# Thread: Three tasks regarding falling - did I get them right?

1. ## Three tasks regarding falling - did I get them right?

1. A rock was thrown at the angle of 30 degrees against the horizontal surface, being given a velocity $V_0=12m/s$. Find the largest height h and the Z - the range of the throw.
2. Two rocks are falling from a roof. The second one begins its fall when the first one has already covered 30cm. Calculate the distance d between these two rocks after 10 seconds counted from the moment the second rock begins its fall.
3. A marble fell from the height h and covered the last 196,2m in 4 seconds. How long was the marble falling? What height was it falling from?

So my thoughts are:

1. $h_{max}=\frac{v_0^2\cdot\sin^2\alpha}{2g}=\frac{14 4*0,25}{2g}=2m$
$Z=\frac{v_0^2\cdot\sin 2\alpha}{g}=\frac{144\sqrt{3}/2}{9,81}=12m$

2. It turns out second rock will go as follows: $s_2=\frac{at^2}{2}={9,81*100}{2}\approx 490,5m$ - where is there an error here? It seems a little weird to me that the rock will cover almost 500 meters. If it does, though, then we have $0,3=\frac{9,81t^2}{2}$ so $t\approx0,25s$. Then, we know that $v(0,25)=0+9,81*0,25=2,4525m/s$. And finally $s_1=0,3m+2,45*10+\frac{9,81\cdot100}{2}=515,3m$ so they're 24,8 metres apart. Is that OK?

3. How should I approach this? I always end up with two variables ( $v_0, s_0$) which I don't know how to calculate.

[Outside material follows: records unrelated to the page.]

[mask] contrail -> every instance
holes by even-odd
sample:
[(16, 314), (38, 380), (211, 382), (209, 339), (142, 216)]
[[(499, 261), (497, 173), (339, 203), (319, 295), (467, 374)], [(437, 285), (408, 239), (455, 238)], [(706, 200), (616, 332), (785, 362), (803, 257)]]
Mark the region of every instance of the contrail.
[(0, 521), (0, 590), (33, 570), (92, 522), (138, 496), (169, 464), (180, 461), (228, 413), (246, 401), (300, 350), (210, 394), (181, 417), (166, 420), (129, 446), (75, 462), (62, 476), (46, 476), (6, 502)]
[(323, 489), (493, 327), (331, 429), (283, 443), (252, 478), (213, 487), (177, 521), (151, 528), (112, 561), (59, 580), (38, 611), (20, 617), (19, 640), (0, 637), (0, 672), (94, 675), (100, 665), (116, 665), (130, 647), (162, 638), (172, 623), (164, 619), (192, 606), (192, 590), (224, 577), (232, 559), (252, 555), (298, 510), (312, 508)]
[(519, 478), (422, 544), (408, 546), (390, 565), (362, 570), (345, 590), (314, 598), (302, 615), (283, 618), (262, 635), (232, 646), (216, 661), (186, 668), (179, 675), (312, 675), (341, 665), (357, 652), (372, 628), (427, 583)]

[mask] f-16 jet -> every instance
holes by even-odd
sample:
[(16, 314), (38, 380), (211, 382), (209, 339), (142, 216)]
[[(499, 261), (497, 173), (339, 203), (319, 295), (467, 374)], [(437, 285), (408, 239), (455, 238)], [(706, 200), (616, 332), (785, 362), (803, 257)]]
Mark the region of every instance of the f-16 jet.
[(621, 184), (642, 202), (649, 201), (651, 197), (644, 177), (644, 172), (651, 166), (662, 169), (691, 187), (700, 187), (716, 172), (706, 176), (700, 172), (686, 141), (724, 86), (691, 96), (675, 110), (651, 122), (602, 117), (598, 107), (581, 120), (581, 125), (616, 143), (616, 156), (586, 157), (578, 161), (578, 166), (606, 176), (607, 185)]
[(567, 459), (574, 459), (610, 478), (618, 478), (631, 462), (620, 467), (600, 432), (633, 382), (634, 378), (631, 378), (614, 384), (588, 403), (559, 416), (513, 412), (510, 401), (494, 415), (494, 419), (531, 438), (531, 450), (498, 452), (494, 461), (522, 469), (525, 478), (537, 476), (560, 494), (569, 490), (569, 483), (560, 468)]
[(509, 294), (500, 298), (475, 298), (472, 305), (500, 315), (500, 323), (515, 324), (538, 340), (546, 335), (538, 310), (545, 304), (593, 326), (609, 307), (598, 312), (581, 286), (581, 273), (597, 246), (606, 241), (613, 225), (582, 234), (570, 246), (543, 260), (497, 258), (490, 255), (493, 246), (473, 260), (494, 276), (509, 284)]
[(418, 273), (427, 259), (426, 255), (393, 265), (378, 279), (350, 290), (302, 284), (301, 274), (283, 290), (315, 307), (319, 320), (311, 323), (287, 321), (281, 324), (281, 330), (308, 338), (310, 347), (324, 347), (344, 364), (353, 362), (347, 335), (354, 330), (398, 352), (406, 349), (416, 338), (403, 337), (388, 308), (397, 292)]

2. ## Re: Three tasks regarding falling - did I get them right?

You seem to be plugging numbers into formulas. Do you know where the formulas come from?

3. ## Re: Three tasks regarding falling - did I get them right?

Most of the time I don't. I don't tie my future with physics in any manner but in college I unfortunately have to somehow crawl through it even though it's not really connected to CS which I'm studying. I'm trying to make my best, of course, but I just don't have the time to be really focused on phycisc when there are so many more important - and far more interesting - subjects which I have to pass as well. I'm trying to make some compromise, then.

4. ## Re: Three tasks regarding falling - did I get them right?

1. Well I can tell you that your first answer is correct in terms of formulation but I wouldn't round 1.83m to 2m unless you were told to. Also I'm not sure why you rounded 12.7m down to 12m.

2. Correct. I got 24.6m without rounding error along the way. But your answer should still be acceptable.

$S=-\frac{1}{2}gt^2 + v_0 t + S_0 = -196.2$
Here $S_0=0$ since we are simply covering 196.2m "given the starting velocity $v_0$". So you know that t=4s you can solve for $v_0$. Try and see if you can solve it from there.